Returning to the Prostitution case, the sides argued a plethora of “liberty” issues may be involved, all the way from freedom of association to privacy of relationships.  They asked can there be such a thing as privacy of relationships  when there is money on the table or I guess you could say “skin in the game.”  (Pardon the pun). But the ultimate question is whether these matters are for the people to decide through their elected representatives or is up to the court to overturn a law criminalizing conduct that has been against the laws of most states (though not all) for the life of the republic.  Who gets to decide?


We are still working it out.





January 9th 2018


President Trump today, left a few mouths hanging open when he made a seemingly offhand comment about bringing back Earmarks. Not the first time he has expressed an idea that at first shocks, but upon sober reflection turns out to be worth discussing.


Recently, the Tulare County Sheriff and District Attorney held a news conference on a major case involving cattle, fraud and a number of other charges against a person who victimized a number of ranchers and agricultural interests.  What few people realize is that the Ag Crimes unit responsible for bringing this person to justice would not exist without the earmark procedure both at the state and federal level.  

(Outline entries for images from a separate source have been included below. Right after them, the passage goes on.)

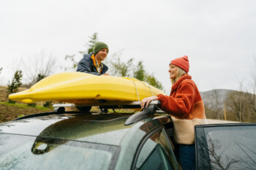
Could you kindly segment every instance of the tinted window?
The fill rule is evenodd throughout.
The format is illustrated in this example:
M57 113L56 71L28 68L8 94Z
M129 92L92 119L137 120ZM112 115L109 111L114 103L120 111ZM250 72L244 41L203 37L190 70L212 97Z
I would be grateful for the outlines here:
M175 155L163 129L154 133L143 144L135 167L136 169L178 169Z
M256 125L196 128L198 169L255 169Z
M0 169L109 169L118 147L0 134Z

The rural crime task force grew out of a proposal I wrote a couple of decades ago and presented to Chuck Poochigian (who now serves on the appellate court, but years ago was the appropriations chair for the State Assembly.) Chuck carried the funding bill, specifically earmarked for Tulare County, and placed it in the state budget.  Thereafter, even though Chuck’s party lost control of the Assembly, Governor Pete Wilson continued each year to include the appropriation in the state budget he sent to the legislature.  It was that earmark that funded the investigators in both the Sheriffs office as well as the District Attorney’s office.  It also provided for prosecutors and support staff in the District Attorney’s office.


The program was successful and our next goal was to export it to surrounding counties.  To accomplish that I traveled multiple times to Washington D. C. On more than one occasion I was accompanied by supervisors Jim Maples and Bill Sanders.  Congressman Bill Thomas, who at the time was chairman of the House Ways and Means Committee fashioned an earmark that allocated well over a million dollars to the Tulare County District Attorney’s office specifically to create a multi-county agricultural crimes task force using high technology (for the time) to protect the Ag industry. That’s exactly what we did and the funding continued for a number of years.

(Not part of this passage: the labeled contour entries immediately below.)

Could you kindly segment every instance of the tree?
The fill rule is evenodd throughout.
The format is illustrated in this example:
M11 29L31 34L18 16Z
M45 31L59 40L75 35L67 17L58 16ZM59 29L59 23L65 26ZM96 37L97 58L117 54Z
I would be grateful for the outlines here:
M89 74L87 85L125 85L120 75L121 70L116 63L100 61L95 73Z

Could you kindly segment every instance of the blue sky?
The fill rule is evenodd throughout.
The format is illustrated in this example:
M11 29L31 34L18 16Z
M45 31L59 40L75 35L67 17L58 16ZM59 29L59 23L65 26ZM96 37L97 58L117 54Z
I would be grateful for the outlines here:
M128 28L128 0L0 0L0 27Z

And it worked.  Still does.  


Then came the movement to eliminate earmarks.  Because of the experiences I just described,  I always had ambivalent feelings about doing away with earmarks.  I remember arguing our case to legislators both at state and federal level as well as to their committee staffers, that the Ag industry sent plenty of taxes in to the government every year, but given the unique nature of trying to protect vast acreage and live perishable products, both plant and animal, we couldn’t effectively protect our farmers and ranchers with the level of funding we could provide at the local level.  


Were there abuses of earmarks?  I’m sure.  But for our county they did a lot of good. And the legacy of what was created using earmarks continues to protect a vital industry.   


A couple,of,other points.  It wasn’t some disconnected administrative technicians deciding what we needed.  Our own representatives, the ones we elected, did.  And when you have legislatures debating, and, yes, maybe trading programs to benefit their constituents perhaps there would be more reason to work together and there might be less polarization.


Earmarks?  Wouldn’t hurt to take another look.